Maitre Quennebert took three long strides, which brought him to the far end of the room, and asked–
“Why do you want to know? You can’t help me. My trouble is of a kind a man does not generally confide to women.”
“What is it? An affair of honour?
“Yes.”
“Good God! You are going to fight!” she exclaimed, trying to seize him by the arm. “You are going to fight!”
“Ah! if it were nothing worse than that!” said Quennebert, pacing up and down the room: “but you need not be alarmed; it is only a money trouble. I lent a large sum, a few months ago, to a friend, but the knave has run away and left me in the lurch. It was trust money, and must be replaced within three days. But where am I to get two thousand francs?”
“Yes, that is a large sum, and not easy to raise at such short notice.”
“I shall be obliged to have recourse to some Jew, who will drain me dry. But I must save my good name at all costs.”

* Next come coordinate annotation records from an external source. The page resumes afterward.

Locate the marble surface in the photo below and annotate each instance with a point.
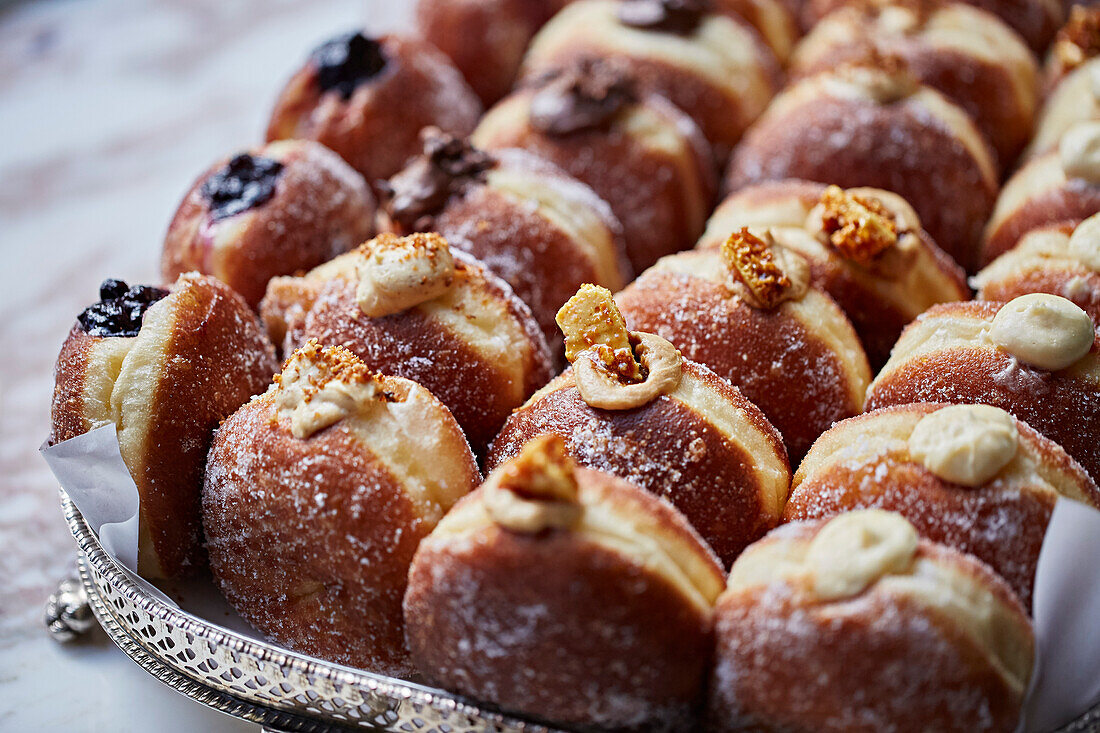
(108, 110)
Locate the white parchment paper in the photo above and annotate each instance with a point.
(1066, 608)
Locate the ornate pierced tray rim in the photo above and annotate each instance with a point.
(397, 690)
(223, 699)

Madame Rapally gazed at him in consternation. Maitre Quennebert, divining her thought, hastened to add–
“I have just one-third of what is needed.”
“Only one-third?”
“With great care, and by scraping together all I possess, I can make up eight hundred livres. But may I be damned in the next world, or punished as a swindler in this, and one’s as bad as the other to me, if I can raise one farthing more.”
“But suppose someone should lend you the twelve hundred francs, what then?”

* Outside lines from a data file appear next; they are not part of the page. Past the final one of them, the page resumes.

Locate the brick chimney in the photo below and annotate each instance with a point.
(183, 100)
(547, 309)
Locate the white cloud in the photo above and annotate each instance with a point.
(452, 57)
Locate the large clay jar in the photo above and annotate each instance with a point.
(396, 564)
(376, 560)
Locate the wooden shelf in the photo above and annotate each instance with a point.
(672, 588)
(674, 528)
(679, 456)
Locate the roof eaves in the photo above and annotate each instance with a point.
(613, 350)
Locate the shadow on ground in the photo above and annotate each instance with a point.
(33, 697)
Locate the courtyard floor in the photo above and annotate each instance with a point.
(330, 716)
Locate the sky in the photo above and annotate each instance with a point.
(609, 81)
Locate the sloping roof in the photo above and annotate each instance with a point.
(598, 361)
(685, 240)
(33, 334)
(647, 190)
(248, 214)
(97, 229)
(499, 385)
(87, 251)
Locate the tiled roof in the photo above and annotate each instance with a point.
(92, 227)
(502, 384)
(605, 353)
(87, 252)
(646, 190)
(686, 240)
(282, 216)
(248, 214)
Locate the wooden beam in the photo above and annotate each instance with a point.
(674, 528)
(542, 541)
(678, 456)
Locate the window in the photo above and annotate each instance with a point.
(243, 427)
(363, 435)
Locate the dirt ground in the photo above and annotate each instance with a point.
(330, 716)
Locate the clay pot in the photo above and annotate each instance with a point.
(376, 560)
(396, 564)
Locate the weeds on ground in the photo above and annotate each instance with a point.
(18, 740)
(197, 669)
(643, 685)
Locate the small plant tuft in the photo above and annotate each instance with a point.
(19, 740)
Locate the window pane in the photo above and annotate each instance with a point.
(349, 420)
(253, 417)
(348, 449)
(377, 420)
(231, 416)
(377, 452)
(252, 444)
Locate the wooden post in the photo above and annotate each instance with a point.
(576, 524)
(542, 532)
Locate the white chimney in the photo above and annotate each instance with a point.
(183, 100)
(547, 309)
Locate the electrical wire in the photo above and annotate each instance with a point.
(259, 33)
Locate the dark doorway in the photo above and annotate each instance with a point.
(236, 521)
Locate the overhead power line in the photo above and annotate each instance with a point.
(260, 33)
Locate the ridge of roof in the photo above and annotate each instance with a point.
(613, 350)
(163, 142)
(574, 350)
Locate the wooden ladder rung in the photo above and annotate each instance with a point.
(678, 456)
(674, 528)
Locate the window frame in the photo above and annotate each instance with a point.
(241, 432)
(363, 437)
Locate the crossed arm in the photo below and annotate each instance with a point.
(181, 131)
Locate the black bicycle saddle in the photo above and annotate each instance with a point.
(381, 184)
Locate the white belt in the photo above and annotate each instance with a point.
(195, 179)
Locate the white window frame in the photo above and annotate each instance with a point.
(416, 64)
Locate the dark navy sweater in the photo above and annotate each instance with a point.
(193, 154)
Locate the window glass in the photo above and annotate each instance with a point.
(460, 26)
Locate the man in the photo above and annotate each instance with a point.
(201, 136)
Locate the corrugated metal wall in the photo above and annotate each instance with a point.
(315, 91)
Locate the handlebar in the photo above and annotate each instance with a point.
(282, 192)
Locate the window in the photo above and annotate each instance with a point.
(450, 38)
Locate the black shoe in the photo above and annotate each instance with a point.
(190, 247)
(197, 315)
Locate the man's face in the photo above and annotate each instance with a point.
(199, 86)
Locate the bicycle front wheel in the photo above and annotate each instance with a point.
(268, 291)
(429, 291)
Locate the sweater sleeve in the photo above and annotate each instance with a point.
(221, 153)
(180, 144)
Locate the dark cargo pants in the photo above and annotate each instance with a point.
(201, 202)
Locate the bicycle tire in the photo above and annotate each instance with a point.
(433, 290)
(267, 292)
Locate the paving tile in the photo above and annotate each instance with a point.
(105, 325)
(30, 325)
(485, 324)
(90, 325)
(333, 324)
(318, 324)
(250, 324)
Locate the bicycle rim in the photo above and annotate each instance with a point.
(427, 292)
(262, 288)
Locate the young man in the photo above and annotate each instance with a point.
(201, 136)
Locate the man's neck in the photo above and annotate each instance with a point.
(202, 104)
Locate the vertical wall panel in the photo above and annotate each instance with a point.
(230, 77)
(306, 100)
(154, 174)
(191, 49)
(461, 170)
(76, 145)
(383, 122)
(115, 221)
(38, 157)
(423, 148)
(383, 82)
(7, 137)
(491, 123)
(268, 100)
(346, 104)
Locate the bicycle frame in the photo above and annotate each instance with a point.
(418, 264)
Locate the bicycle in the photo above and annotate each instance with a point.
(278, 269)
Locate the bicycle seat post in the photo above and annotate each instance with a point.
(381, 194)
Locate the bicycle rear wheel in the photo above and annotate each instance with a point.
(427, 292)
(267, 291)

“Pardieu! I should accept them,” cried the notary as if he had not the least suspicion whom she could mean. “Do you happen to know anyone, my dear Madame Rapally?”
The widow nodded affirmatively, at the same time giving him a passionate glance.
“Tell me quick the name of this delightful person, and I shall go to him to-morrow morning. You don’t know what a service you are rendering me. And I was so near not telling you of the fix I was in, lest you should torment yourself uselessly. Tell me his name.”
“Can you not guess it?”
“How should I guess it?”
“Think well. Does no one occur to you?”
“No, no one,” said Quennebert, with the utmost innocence.
“Have you no friends?”
“One or two.”
“Would they not be glad to help you?”
“They might. But I have mentioned the matter to no one.”
“To no one?”
“Except you.”
“Well?”
“Well, Madame Rapally–I hope I don’t understand you; it’s not possible; you would not humiliate me. Come, come, it’s a riddle, and I am too stupid to solve it. I give it up. Don’t tantalise me any longer; tell me the name.”
The widow, somewhat abashed by this exhibition of delicacy on the part of Maitre Quennebert, blushed, cast down her eyes, and did not venture to speak.
As the silence lasted some time, it occurred to the notary that he had been perhaps too hasty in his supposition, and he began to cast round for the best means of retrieving his blunder.